I have been on a dating app called Chappy for a few years. It’s another dating app that is similar to Tinder, swiping right when the photo sparks joy.
What I like most about Chappy is it’s only for gays and mostly into looking for a relationship rather than just “fun” like Grindr.
There have been many matches on Chappy for me and some that are actually responding to my messages. But, for most, it’s radio silence when I message them.
One match was Mac, a 26-year-old fashion designer, cub’ish type with beautiful blue eyes, which contrasted well with his dark hair. He, like the rest of the gays these days, has facial hair that made his appearance age incongruent as his actual age. But I am trying to not judge.
Mac and I messaged each other for several days. It was more than “Hi. How are you?” “Good and you?” which seems to be the extent of conversations with most people on these apps. Mac and I even exchanged phone numbers and agreed to meet for drinks on a Sunday evening. I declined other social events I was invited to, spent all Sunday morning getting ready for the cocktail date. Mac offered to pick me up at 5 PM. At 4:50 PM, he messaged me to cancel, but rescheduled to dinner next night. I was disappointed and frustrated because I had another plan with co-workers the next evening. So I chose a venue close by, in case he cancels again, I can continue to hang out with my co-workers.
So, next night, an hour before dinner reservations, he messaged me to cancel saying he’s not feeling well. Having dates flake out last minute or even not showing up at all is all too familiar for me, unfortunately.
Read Mom > BF about a date who never showed up to dinner because he fell asleep and read Why did the rooster cross the road? another date who never showed up and never heard back from him ever again. (maybe he died? I still don’t know).
When Mac canceled that dinner plan, I could have sent him an angry FUCK YOU response.
Instead, I replied “Sorry to hear. hope you feel better.” My co-workers and I ended up having dinner at the restaurant I made reservations at, so it was a fun night despite Mac’s inconsiderate dating etiquette.
Now, many can relate that these dating apps and technologies have created monsters as it provides opportunities for people to be inconsiderate without having to do it face-to-face. I have been broken up on emails and text messages.
Read On My Own about a guy I dated who dumped me via text.
and read red hair + bad red wine = bad date. about a guy who dumped me via email. Now, both of these guys I still see around all the time.

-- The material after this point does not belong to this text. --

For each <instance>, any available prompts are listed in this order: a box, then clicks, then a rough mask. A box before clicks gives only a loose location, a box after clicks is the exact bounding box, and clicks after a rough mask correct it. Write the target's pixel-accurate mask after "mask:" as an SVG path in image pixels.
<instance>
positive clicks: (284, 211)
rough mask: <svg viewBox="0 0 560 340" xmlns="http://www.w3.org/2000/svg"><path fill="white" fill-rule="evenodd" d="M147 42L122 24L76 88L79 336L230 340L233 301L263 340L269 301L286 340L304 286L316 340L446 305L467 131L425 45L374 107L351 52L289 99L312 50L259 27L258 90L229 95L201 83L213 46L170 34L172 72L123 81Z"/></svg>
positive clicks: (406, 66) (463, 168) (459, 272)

As I was going through all the matches on the Chappy app, which is over 100, there are so few who actually makes effort to connect and those who do I lose interest. As I review these matches and reflect dates (or so little of), I get more discouraged and hopeless, particularly when the Valentine’s Day advertisements are blowing up in my face every corner I turn. Chappy was not sparking joy. So I fucking deleted it.